1 Ottobre 2019
Martedì XXVI Settimana T. O.
S. TERESA DI GESÙ BAMBINO, VERGINE E DOTTORE DELLA CHIESA – MEMORIA
Zac 8,20-23; Sal 86 (87); Lc 9,51-56
Dal Martirologio: Memoria di santa Teresa di Gesù Bambino, vergine e dottore della Chiesa: entrata ancora adolescente nel Carmelo di Lisieux in Francia, divenne per purezza e semplicità di vita maestra di santità in Cristo, insegnando la via dell’infanzia spirituale per giungere alla perfezione cristiana e ponendo ogni mistica sollecitudine al servizio della salvezza delle anime e della crescita della Chiesa. Concluse la sua vita il 30 settembre, all’età di venticinque anni.
Colletta: O Dio, nostro Padre, che apri le porte del tuo regno agli umili e ai piccoli, fa’ che seguiamo con serena fiducia la via tracciata da santa Teresa di Gesù Bambino, perché anche a noi si riveli la gloria del tuo volto. Per il nostro Signore Gesù Cristo...
Dovremmo provare amarezza dinanzi a certi fatti…, mentre Gesù decisamente si mette in cammino verso Gerusalemme, dove avrebbe compiuto la volontà de Padre bevendo fino all’ultima goccia dall’amaro calice della passione, i litigiosi fratelli Giacomo e Giovanni propongono di incenerire i Samaritani colpevoli di non aver accolto il loro Maestro. Decisamente una proposta omicida. Gesù, spinto dall’amore, offre la sua vita per salvare tutti gli uomini, Giacomo e Giovanni vogliono togliere la vita ai Samaritani a motivo di un gretto nazionalismo. Si potrebbe obiettare che i due apostoli non avevano ancora ricevuto lo Spirito Santo e che a motivo di questo le loro menti erano oscurate e fissate a norme e comandamenti tribali, sarà vero, ma c’è un capo di accusa che li condanna. È la vita di Gesù, le sue opere, i suoi insegnamenti, le sue parole, i suoi richiami …, a farci caso tutti tesi a creare un cuore nuovo, aperto alla carità, al perdono, all’amore … dinanzi a questi cristallini inviti di comportamento non ci sono scuse che tengono. Forse è lo stesso dilemma che dilania tanti cristiani, tengono in mano la Parola di Dio, l’ascoltano, magari con molta attenzione, eppure vivono nella ipocrisia, nella invidia, nell’odio, e spesso non contenti di tutto questo, e per torti veri o presunti, a piè sospinto, invocano il fuoco della vendetta divina che consumi l’umanità intera. In verità, a ben considerare, non c’è nulla di nuovo sotto il sole (Qo 1,9).

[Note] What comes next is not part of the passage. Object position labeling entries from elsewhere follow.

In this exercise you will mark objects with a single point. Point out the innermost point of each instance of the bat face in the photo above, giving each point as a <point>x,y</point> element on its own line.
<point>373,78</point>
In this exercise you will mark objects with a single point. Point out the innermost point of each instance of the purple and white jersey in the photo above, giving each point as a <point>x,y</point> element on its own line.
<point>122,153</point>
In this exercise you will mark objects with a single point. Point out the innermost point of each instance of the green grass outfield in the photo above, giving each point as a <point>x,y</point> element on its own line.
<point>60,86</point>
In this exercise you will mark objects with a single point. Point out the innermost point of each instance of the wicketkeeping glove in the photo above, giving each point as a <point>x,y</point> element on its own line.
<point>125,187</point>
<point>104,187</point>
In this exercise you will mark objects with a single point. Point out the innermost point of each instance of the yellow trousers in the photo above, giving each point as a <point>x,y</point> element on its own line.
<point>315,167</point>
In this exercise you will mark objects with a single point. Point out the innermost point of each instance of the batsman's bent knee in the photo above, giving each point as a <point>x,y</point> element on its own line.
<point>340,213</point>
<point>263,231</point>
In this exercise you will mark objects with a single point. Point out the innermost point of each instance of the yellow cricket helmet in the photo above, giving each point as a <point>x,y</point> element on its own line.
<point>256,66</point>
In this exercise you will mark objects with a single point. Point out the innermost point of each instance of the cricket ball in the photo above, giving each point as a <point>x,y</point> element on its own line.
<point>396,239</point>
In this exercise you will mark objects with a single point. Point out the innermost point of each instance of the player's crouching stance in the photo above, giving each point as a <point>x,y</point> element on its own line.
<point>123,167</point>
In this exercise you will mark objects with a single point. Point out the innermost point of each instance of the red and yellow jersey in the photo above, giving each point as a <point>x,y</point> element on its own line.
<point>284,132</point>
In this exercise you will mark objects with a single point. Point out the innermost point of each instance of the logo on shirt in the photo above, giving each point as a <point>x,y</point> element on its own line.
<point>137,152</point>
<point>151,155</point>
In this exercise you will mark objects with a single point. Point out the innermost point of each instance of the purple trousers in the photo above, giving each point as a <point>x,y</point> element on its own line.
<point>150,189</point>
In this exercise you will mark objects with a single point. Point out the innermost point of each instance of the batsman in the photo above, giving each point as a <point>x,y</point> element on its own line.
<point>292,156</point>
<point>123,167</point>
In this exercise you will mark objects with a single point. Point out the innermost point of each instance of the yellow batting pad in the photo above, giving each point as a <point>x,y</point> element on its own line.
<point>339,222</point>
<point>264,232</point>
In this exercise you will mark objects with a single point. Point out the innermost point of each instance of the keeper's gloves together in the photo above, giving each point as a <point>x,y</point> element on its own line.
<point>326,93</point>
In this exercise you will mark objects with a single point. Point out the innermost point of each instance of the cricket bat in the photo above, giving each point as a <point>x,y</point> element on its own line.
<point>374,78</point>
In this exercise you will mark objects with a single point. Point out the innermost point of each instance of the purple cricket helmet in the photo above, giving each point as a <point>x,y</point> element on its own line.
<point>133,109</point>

Dal Vangelo secondo Luca 9,51-56: Mentre stavano compiendosi i giorni in cui sarebbe stato elevato in alto, Gesù prese la ferma decisione di mettersi in cammino verso Gerusalemme e mandò messaggeri davanti a sé. Questi si incamminarono ed entrarono in un villaggio di Samaritani per preparargli l’ingresso. Ma essi non vollero riceverlo, perché era chiaramente in cammino verso Gerusalemme. Quando videro ciò, i discepoli Giacomo e Giovanni dissero: «Signore, vuoi che diciamo che scenda un fuoco dal cielo e li consumi?». Si voltò e li rimproverò. E si misero in cammino verso un altro villaggio.
Gesù prese la ferma decisione... - Gesù è diretto a Gerusalemme, la città santa, dove si deve compire il suo destino di dolore e di gloria. L’espressione i giorni in cui sarebbe stato elevato in alto oltre i giorni dell’assunzione di Gesù (Cf. At 1,2) ricorda anche i giorni della passione, morte e resurrezione.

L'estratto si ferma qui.